Artek. C’erano una volta 4 amici
Commercializzare mobili e promuovere una cultura e un modo di vivere moderni: il desiderata dei fondatori dell’azienda di Helsinki, che ha dato vita a 85 anni di arredi intramontabili.
di Marco Romanelli
Il 15 ottobre 1935, quattro amici fondarono un sogno che ancora oggi siamo liberi di vivere con l’intensità di un tempo. Nella remota Finlandia, Aino e Alvar Aalto, Marie Gullichsen e Nils-Gustav Hahl decisero di combinare arte e tecnologia (AR+TEK) per arrivare a una nuova sintesi culturale che potesse esprimersi non in manifesti programmatici, ma nella quotidianità dell’abitare.

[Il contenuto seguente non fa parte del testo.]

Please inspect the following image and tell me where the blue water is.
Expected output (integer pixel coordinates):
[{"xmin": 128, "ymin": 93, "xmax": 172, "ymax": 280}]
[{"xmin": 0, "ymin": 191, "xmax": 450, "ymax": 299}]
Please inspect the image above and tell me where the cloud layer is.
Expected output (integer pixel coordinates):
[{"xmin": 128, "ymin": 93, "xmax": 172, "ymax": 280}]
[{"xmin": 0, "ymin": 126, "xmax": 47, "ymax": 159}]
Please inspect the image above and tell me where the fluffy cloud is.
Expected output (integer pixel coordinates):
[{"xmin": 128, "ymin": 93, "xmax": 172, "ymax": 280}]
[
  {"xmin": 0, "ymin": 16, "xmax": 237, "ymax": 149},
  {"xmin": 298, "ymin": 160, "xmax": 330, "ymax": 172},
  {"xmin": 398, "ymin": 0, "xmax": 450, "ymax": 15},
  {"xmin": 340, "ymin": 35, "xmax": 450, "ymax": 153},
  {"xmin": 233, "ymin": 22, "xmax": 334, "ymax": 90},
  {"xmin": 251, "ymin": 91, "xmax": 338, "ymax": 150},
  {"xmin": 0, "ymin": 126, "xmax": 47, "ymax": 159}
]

È, quindi, un nuovo modello abitativo quello che i quattro perseguono: un superamento della tradizione nazionale che sappia rinnovare senza strappi, nutrendosi, sempre e comunque, della straordinaria relazione con la natura che l’anima finlandese porta con sé. Ovviamente la matrice del sogno stava nell’organicismo architettonico di Alvar Aalto: Artek avrebbe dovuto semplicemente fornire a esso un “vocabolario” per raggiungere una sintesi coerente di architettura, interni e design.
Il primo negozio a Helsinki, in Fabianinkatu 31, non lontano dall’attuale in Keskuskatu 1B, aprirà i battenti il 1° marzo 1936 sotto la guida di Nils-Gustav Hahl, cui succedette, alla morte di Nils sul fronte, la stessa Aino Aalto, dal 1941 al 1949. Il concept proposto avrà un enorme e immediato successo (curioso segnalare come si abbia riscontro di copie e produzioni non autorizzate fin dal 1949). Il multistrato di betulla, le cinghie di cotone grezzo, i tessuti a grossa trama, il laminato bianco o nero creano un mood board (oggi si direbbe così) naturale e sensuale all’unisono. La dimensione tattile è vincente.

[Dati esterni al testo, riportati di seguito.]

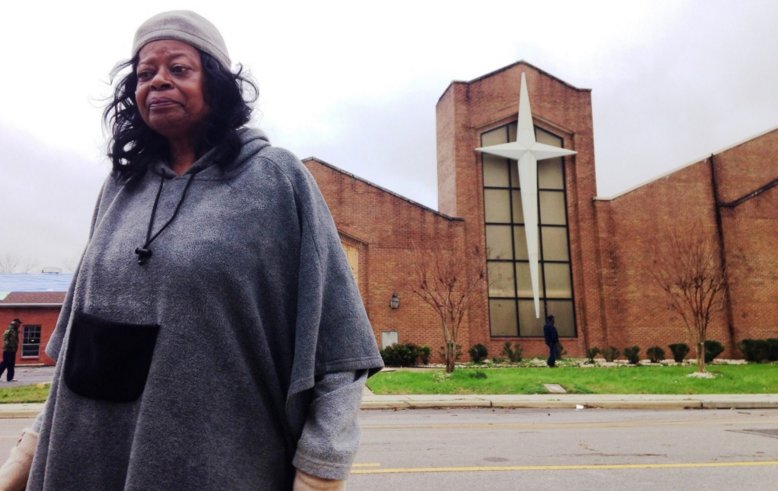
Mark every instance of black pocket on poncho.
[65,312,159,402]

Molti dei pezzi Artek sono rimasti ininterrottamente in produzione dagli inizi degli anni ’30. Si veda, capolavoro tra i capolavori, la poltrona Paimio, disegnata nel 1931 per l’omonimo sanatorio, con la sua forte struttura in laminato di betulla curvato in cui si insinua la linea grafica del sedile in compensato continuo, verniciato bianco o nero. Un pezzo profondamente “umano”, ancor più se pensiamo come fosse stato ideato per un uomo malato, quindi fragile e insicuro.
Ugualmente in produzione dal 1933, ma disegnato in questo caso per la biblioteca di Viipuri, lo sgabello “60”: sovrapponibile e caratterizzato dalla piega a L delle gambe al di sotto del fondello di seduta. Un oggetto “minimo” (nel senso di minimale, termine che non possiamo ancora, a quella data, usare) e polifunzionale (è anche un agile tavolino). L’attacco piano-gamba diverrà la cifra stilistica, al contempo iconica e funzionale, ripresa più volte, vedi i tavoli, in occasione del raccordo di superfici orizzontali e verticali.
Alvar Aalto, lontano da certi dogmatismi tipici del Movimento Moderno, progetta mobili “reali”, ossia realmente producibili e quindi “per tutti”. Nel 1949 dichiara: “Il problema dei mobili di lusso e standard è stato risolto in modo da non produrre categorie diverse di mobili… Succede così che gli arredamenti di abitazioni lussuose e di semplici case per lavoratori sono realizzati con gli stessi materiali di base”. Questo l’intento alla base di Artek: giungere, attraverso la connessione tra tecnologia realizzativa e conoscenza del mercato, a una produzione che da un lato potesse essere realmente democratica (cosa che, ai tempi non riuscirà, ad esempio, ai mobili razionalisti in tubo metallico) e, dall’altro, “anti-volgare” (lo erano all’epoca le stanche repliche storicistiche) e “anti-élitaria”.
L’ottantacinquesimo compleanno di Artek non deve essere quindi solo un momento di ricordo e nostalgia, ma l’occasione per affermare principi metodologici e finalità di cui, mai come ora, il mondo del design ha bisogno.